As part of the planned investment, the Hoffmanns have acquired six vineyards, totaling more than 1,500 acres, with four wineries in the Augusta region, including Mount Pleasant Estates, Augusta Winery, Balducci Vineyards, and Montelle Winery.
Balducci Vineyards is surrounded by rolling hills, delicious food, and, of course, unforgettable wine. Immediately upon arriving, visitors are greeted with vibrant orange decor and sprawling grounds with several areas to sit and enjoy or explore. There’s live entertainment on Fridays, Saturdays, and Sundays from May to November, plus a bocce ball court and snacks from the kitchen. (Tip: Their must-try toasted ravioli pairs well with a glass of wine.)
Montelle Winery offers panoramic views from atop Osage Ridge, overlooking the Missouri River Valley region and beyond. It was founded more than five decades ago and is a great place to see the sights while sipping on a fine glass of wine.
Set against a lush, grassy background on the north side of the Missouri River, historic Mount Pleasant Estates boasts a timeline spanning 150 years of winemaking. Visitors can taste award-winning wines while perched on a bluff overlooking the Missouri Rhineland.
Those who are particularly curious about winemaking can join Augusta Vineyard Tours for a behind-the-scenes ATV adventure that provides insight into what it takes to produce wine in the region. Participants will learn where the grapes are grown, as well as where the bottling and storing happens.
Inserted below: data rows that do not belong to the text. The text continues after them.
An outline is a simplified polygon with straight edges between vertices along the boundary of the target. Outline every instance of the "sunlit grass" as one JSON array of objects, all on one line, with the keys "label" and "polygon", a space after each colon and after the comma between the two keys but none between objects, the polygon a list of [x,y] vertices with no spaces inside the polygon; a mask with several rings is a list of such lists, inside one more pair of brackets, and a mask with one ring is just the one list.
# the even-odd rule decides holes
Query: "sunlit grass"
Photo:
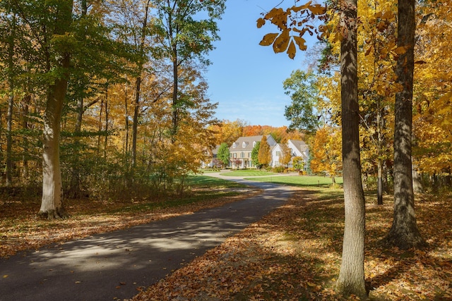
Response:
[{"label": "sunlit grass", "polygon": [[227,176],[231,177],[259,177],[274,174],[275,173],[270,171],[258,171],[257,169],[240,169],[220,173],[221,176]]}]

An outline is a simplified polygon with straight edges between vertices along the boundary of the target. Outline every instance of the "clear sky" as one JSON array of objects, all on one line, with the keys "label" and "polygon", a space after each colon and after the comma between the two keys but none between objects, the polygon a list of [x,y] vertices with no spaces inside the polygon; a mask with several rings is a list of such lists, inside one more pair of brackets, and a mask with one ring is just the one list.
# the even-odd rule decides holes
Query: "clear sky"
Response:
[{"label": "clear sky", "polygon": [[[278,28],[269,23],[260,29],[256,25],[261,13],[280,2],[226,2],[225,14],[218,22],[221,40],[215,43],[216,49],[208,56],[213,64],[206,75],[210,101],[219,104],[218,118],[241,119],[254,125],[289,125],[284,109],[290,104],[290,97],[284,93],[282,82],[292,70],[305,69],[306,54],[297,51],[292,60],[285,53],[275,54],[271,46],[260,46],[263,35],[278,32]],[[286,1],[281,7],[290,4]]]}]

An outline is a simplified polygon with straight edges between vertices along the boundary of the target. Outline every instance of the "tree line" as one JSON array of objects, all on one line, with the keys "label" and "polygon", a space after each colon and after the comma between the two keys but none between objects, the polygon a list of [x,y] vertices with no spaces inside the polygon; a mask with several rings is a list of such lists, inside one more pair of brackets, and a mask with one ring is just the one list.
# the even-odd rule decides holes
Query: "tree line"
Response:
[{"label": "tree line", "polygon": [[267,22],[278,27],[261,42],[275,53],[293,58],[295,44],[306,50],[307,32],[326,45],[316,73],[295,72],[286,82],[292,104],[285,113],[292,127],[323,136],[316,127],[341,131],[345,226],[336,284],[341,294],[367,298],[362,180],[368,178],[362,176],[378,179],[379,204],[383,179],[392,179],[393,221],[383,242],[403,249],[425,245],[417,226],[412,175],[429,176],[434,187],[439,179],[450,183],[451,128],[445,118],[452,113],[452,93],[441,66],[450,61],[449,42],[439,40],[451,30],[444,26],[451,20],[448,4],[421,1],[415,9],[409,0],[345,0],[327,6],[309,1],[274,8],[257,20],[258,27]]},{"label": "tree line", "polygon": [[66,197],[183,190],[215,144],[203,71],[225,2],[2,1],[2,184],[42,183],[49,219]]}]

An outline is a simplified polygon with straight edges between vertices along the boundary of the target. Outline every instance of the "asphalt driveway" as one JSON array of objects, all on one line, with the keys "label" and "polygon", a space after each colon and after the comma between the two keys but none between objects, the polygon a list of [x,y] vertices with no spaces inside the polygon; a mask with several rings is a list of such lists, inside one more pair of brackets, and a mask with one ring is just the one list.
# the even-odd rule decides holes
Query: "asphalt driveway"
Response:
[{"label": "asphalt driveway", "polygon": [[[208,175],[219,178],[218,174]],[[128,299],[282,205],[290,188],[193,214],[19,253],[0,259],[0,300]]]}]

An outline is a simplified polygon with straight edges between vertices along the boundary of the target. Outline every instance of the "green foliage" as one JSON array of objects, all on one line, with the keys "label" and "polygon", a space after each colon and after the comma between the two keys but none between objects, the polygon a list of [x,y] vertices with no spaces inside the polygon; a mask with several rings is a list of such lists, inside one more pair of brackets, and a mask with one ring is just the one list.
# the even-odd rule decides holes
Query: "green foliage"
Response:
[{"label": "green foliage", "polygon": [[314,132],[321,122],[321,112],[316,109],[319,91],[316,75],[312,71],[296,70],[284,82],[285,94],[292,103],[285,106],[284,116],[290,121],[290,130]]},{"label": "green foliage", "polygon": [[263,166],[267,166],[271,161],[271,153],[270,145],[267,142],[267,136],[262,136],[261,145],[259,145],[259,151],[258,152],[258,160],[259,164]]},{"label": "green foliage", "polygon": [[217,158],[221,161],[223,166],[226,166],[229,164],[230,152],[229,147],[225,142],[222,142],[220,145],[218,152],[217,153]]},{"label": "green foliage", "polygon": [[253,147],[253,150],[251,151],[251,162],[253,165],[255,166],[260,167],[258,154],[259,154],[259,147],[261,146],[261,142],[258,141],[256,142],[256,145]]},{"label": "green foliage", "polygon": [[304,160],[301,156],[296,156],[292,159],[292,164],[295,169],[302,171],[304,169]]}]

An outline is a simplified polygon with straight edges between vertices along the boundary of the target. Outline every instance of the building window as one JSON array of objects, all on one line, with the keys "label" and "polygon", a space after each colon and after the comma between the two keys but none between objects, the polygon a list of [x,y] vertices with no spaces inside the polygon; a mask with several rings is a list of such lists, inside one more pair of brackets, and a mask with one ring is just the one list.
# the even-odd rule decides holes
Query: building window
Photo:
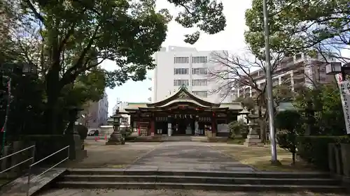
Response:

In addition to its wineries, the entire town of Augusta has experienced a renovation in the past few years. Visitors can step into the quaint Augusta Bakery & Coffee Shop or browse local food and gifts at The Augusta Emporium, set in a building constructed in the 1880s. There’s also The Augusta Clothing Company, which sells “wine-country” clothing and accessories, and Gallery Augusta, which features a rotating collection from artists across America. For more ideas on what to do, head to the visitor center in town.
Augusta was previously known as a day trip destination, but the Hoffmans have transformed some of the buildings into charming places to spend the night. This gives travelers and locals the chance to enjoy an idyllic, wine-soaked escape in a place they might not have considered before.